> On 21 March 2018 at 18:12 mj <li...@merit.unu.edu> wrote:
>
>
> Hi,
>
> I noticed the following in the logs of our debian wheezy server:
>
> > Mar 21 07:13:47 mail dovecot: auth: Debug:
> > ldap(username,1.2.3.4,<g2/rF+ZnjAAu5ceg>): bind search: base=CN=Users,
> > DC=samba, DC=company, DC=com filter=(&(objectclass=person)(sAMA
> > ccountName=username)(!(userAccountControl=514)))

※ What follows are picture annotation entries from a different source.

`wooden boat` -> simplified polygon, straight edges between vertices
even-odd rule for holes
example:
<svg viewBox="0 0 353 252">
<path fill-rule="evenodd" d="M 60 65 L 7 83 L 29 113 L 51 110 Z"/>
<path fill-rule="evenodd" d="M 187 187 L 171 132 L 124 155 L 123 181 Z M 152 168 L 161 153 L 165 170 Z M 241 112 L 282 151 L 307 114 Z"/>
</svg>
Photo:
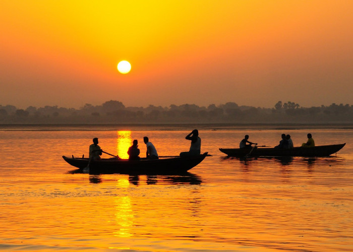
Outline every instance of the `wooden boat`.
<svg viewBox="0 0 353 252">
<path fill-rule="evenodd" d="M 294 147 L 293 149 L 254 148 L 250 149 L 219 149 L 229 157 L 324 157 L 335 153 L 342 149 L 345 143 L 321 145 L 314 147 Z"/>
<path fill-rule="evenodd" d="M 99 161 L 92 162 L 89 164 L 91 174 L 120 173 L 127 174 L 172 174 L 182 173 L 196 166 L 207 156 L 207 152 L 203 154 L 187 157 L 179 156 L 159 159 L 139 160 L 102 158 Z M 71 165 L 82 169 L 87 167 L 88 158 L 68 157 L 63 158 Z"/>
</svg>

> > Mar 21 07:13:47 mail dovecot: auth: Debug:
> > ldap(username,1.2.3.4,<g2/rF+ZnjAAu5ceg>): result: uid=username; uid unused
> > Mar 21 07:13:47 mail dovecot: auth: Debug:
> > ldap(username,1.2.3.4,<g2/rF+ZnjAAu5ceg>): result: uid=username
> > Mar 21 07:13:48 mail dovecot: auth:
> > ldap(username,1.2.3.4,<g2/rF+ZnjAAu5ceg>): invalid credentials (given
> > password: invalid_password)
> > Mar 21 07:13:48 mail dovecot: auth: Debug:
> > static(username,1.2.3.4,<g2/rF+ZnjAAu5ceg>): lookup
> > Mar 21 07:13:48 mail dovecot: auth: Debug:
> > static(username,1.2.3.4,<g2/rF+ZnjAAu5ceg>): allow_nets: Matching for
> > network 127.0.0.1/32
> > Mar 21 07:13:48 mail dovecot: auth:
> > static(username,1.2.3.4,<g2/rF+ZnjAAu5ceg>): allow_nets check failed: IP
> > not in allowed networks
> > Mar 21 07:13:48 mail dovecot: auth: Debug:
> > static(username,1.2.3.4,<g2/rF+ZnjAAu5ceg>): Allowing any password
> > Mar 21 07:13:54 mail dovecot: auth: Debug: auth client connected (pid=6174)
>
> The line second last line "Allowing any password" comes as a surprise..?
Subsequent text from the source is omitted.